Sunday, November 18, 2007

Bill Miller 3Q Letter

Bill Miller is a famous value investor, who has beaten the S&P 500 index for 15 consecutive years from 1991 through 2005.

Here is his latest commentary at Legg Mason:
3Q letter to shareholders
The difference between what is unfolding now and the Crash of '87, or the problems with Long-Term Capital Management in 1998, is that they were confined to Wall Street, whereas this issue extends to Main Street and to the value of the biggest asset of most consumers, their house.
One of the enduring features of the findings in behavioral psychology as it applies to finance, a subject I have discussed many times over the years, is the almost complete inability of those who are aware of them to actually apply them.

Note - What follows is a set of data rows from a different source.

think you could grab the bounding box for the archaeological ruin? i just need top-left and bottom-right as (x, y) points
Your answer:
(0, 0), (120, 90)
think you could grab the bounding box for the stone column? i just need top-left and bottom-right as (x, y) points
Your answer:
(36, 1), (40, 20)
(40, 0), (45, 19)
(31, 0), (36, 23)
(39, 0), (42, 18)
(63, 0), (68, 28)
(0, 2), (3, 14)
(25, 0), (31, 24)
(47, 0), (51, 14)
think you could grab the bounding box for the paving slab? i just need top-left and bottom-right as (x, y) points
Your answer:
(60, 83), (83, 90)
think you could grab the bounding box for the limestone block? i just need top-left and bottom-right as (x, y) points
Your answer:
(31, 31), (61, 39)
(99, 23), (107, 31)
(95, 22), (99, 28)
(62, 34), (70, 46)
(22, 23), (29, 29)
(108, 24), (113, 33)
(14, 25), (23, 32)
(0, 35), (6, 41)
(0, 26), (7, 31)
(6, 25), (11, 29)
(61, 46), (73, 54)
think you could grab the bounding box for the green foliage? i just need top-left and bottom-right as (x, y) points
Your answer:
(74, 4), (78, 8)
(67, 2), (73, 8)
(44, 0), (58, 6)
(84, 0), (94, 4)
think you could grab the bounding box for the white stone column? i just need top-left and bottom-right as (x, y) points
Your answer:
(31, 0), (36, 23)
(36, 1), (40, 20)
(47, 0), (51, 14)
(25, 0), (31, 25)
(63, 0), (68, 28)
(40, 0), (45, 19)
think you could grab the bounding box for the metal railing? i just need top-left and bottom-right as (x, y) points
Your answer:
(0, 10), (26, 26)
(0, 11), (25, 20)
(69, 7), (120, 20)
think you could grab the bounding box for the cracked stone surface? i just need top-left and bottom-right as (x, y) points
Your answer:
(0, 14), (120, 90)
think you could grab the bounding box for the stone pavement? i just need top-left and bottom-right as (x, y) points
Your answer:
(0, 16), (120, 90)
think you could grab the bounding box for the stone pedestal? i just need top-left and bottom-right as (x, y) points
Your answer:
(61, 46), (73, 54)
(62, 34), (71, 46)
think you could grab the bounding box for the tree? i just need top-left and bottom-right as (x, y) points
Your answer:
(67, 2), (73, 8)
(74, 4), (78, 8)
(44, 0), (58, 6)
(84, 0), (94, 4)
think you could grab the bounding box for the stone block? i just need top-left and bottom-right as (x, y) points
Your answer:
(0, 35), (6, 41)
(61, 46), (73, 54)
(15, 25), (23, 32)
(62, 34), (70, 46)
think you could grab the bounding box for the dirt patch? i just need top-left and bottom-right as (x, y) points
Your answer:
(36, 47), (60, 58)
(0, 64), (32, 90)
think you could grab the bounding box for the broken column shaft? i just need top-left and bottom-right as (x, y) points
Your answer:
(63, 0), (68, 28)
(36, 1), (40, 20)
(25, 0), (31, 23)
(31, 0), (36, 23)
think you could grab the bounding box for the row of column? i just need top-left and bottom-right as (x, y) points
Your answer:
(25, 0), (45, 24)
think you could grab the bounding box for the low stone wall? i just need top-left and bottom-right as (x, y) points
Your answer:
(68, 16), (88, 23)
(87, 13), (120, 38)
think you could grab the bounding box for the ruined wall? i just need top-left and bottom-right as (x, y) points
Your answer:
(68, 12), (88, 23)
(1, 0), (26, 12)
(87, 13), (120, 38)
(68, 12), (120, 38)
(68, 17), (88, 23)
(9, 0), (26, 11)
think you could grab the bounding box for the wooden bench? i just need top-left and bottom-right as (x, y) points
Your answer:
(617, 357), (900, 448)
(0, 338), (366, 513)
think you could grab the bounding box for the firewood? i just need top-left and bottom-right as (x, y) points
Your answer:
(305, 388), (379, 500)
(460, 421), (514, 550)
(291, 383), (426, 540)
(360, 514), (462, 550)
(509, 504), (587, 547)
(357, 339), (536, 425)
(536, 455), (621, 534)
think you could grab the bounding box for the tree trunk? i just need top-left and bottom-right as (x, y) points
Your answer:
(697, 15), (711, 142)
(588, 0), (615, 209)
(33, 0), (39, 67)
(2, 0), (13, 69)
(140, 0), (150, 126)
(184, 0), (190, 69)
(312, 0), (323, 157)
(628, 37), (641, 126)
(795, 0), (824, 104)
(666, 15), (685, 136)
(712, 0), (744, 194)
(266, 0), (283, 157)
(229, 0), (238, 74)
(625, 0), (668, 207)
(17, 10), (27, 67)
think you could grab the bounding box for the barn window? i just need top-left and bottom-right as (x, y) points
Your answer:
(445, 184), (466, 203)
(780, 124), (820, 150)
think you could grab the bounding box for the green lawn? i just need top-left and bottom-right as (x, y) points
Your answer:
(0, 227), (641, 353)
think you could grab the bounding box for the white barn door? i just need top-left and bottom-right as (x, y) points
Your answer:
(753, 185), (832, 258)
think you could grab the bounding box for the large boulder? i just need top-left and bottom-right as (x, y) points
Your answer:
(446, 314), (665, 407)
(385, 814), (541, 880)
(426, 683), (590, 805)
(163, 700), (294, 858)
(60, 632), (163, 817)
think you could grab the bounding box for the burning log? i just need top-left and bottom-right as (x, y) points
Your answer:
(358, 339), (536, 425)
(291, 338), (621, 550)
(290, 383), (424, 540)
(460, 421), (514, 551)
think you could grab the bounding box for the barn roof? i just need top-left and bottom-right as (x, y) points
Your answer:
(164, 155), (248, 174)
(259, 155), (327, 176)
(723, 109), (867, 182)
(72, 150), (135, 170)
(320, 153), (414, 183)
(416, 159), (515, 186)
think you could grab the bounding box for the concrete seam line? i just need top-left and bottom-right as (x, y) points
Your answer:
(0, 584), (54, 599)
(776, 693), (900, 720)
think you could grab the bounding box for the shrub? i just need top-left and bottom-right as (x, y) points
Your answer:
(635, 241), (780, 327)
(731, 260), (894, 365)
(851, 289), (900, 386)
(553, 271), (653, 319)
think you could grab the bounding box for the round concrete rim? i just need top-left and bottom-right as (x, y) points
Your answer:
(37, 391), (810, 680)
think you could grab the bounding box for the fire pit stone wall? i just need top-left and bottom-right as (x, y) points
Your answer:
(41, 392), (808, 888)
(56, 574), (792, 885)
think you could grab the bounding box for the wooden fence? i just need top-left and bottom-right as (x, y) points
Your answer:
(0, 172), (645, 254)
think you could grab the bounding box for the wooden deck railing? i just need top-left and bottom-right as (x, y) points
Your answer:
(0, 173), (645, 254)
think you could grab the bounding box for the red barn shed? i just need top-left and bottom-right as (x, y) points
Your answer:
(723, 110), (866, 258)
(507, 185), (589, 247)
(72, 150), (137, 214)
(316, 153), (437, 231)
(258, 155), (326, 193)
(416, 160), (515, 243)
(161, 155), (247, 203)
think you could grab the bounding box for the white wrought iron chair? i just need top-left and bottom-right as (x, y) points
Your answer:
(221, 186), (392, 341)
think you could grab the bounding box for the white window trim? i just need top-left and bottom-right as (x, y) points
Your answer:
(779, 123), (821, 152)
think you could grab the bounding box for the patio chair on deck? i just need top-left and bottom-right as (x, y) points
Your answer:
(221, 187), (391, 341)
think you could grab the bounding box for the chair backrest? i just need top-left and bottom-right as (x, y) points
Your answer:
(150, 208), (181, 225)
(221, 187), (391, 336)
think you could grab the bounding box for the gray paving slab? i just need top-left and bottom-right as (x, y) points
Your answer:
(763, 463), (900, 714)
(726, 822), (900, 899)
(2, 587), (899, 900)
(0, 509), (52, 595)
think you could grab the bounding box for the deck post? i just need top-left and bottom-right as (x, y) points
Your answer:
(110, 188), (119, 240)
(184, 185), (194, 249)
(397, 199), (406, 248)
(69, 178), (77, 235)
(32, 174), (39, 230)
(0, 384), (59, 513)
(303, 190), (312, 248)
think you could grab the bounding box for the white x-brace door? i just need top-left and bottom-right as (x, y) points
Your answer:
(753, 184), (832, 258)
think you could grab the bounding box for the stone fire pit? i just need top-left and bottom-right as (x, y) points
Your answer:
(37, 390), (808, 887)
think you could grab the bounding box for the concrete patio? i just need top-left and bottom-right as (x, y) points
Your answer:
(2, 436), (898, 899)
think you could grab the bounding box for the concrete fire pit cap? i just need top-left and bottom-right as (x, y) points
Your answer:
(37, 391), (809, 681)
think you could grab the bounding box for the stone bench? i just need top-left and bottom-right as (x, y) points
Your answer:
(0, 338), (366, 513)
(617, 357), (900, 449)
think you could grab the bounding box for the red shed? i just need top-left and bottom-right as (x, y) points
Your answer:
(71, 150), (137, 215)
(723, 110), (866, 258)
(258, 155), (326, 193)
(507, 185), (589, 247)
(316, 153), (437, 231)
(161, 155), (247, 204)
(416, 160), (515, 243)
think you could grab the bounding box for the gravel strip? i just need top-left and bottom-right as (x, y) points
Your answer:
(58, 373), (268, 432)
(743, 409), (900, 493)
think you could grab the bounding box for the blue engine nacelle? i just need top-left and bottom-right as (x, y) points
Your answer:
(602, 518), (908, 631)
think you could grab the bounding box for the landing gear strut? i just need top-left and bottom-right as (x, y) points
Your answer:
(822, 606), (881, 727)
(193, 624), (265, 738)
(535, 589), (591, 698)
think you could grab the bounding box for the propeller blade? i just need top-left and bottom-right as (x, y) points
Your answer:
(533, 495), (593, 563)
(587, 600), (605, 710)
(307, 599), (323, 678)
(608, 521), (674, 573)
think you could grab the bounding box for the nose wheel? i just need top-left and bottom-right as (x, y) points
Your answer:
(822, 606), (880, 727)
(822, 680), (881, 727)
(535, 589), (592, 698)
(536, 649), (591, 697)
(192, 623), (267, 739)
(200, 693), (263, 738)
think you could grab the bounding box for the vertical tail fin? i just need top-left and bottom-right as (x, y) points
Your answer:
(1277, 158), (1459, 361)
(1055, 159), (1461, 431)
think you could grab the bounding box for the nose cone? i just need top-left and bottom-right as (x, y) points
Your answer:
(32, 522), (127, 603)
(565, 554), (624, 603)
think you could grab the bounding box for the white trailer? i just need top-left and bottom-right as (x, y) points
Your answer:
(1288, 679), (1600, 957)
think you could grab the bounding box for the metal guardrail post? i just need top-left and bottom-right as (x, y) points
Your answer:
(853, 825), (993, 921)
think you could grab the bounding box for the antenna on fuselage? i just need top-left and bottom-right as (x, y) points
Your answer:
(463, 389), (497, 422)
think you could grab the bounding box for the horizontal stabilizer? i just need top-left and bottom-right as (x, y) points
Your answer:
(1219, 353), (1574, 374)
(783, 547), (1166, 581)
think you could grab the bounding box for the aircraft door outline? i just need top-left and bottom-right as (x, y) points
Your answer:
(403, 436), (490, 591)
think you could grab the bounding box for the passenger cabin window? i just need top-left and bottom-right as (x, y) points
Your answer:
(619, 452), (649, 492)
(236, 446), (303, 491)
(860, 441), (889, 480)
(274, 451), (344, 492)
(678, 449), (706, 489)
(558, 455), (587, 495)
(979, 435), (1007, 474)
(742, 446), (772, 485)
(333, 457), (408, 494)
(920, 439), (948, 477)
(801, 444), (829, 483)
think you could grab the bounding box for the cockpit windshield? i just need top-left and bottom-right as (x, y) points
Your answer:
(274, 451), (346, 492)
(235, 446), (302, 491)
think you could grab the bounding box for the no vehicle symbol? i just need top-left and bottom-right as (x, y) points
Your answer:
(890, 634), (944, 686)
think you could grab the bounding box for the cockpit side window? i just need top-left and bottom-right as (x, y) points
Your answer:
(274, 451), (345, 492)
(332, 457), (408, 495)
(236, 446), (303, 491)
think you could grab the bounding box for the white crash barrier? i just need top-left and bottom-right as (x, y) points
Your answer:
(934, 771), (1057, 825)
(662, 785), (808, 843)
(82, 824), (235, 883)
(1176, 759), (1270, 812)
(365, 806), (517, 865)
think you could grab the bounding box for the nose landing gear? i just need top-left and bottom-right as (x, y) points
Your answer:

You can attend Richard Zeckhauser’s seminars at Harvard, read lots of articles and case studies, be reminded of how recency bias, or anchoring, or the representative fallacy, or myopic loss aversion impair clear thinking and skew decision making, and still fall prey to them and others of their ilk the moment you are confronted with real world situations.

The recent precipitous decline in financial stocks, especially those related to housing, which sent Countrywide Financial (CFC) to $12 last week, and led to 20 to 30% drops in financial guarantors in a day or so—after they had already dropped between 25 and 50% this year—is a case in point. After falling 20% in a only a few days on no news, and this after being down 50% for the year, CFC rallied over 30% in one day once they reported their results and indicated they would be profitable for the 4th quarter and expect to earn a reasonable return on equity of 10-15% for all of 2008. The price action on both sides was driven by emotion – first fear, then relief – and was hardly the result of a careful analysis of Countrywide’s long term business value. That, by the way, we think is in the $40’s compared to its current price of about $14-15.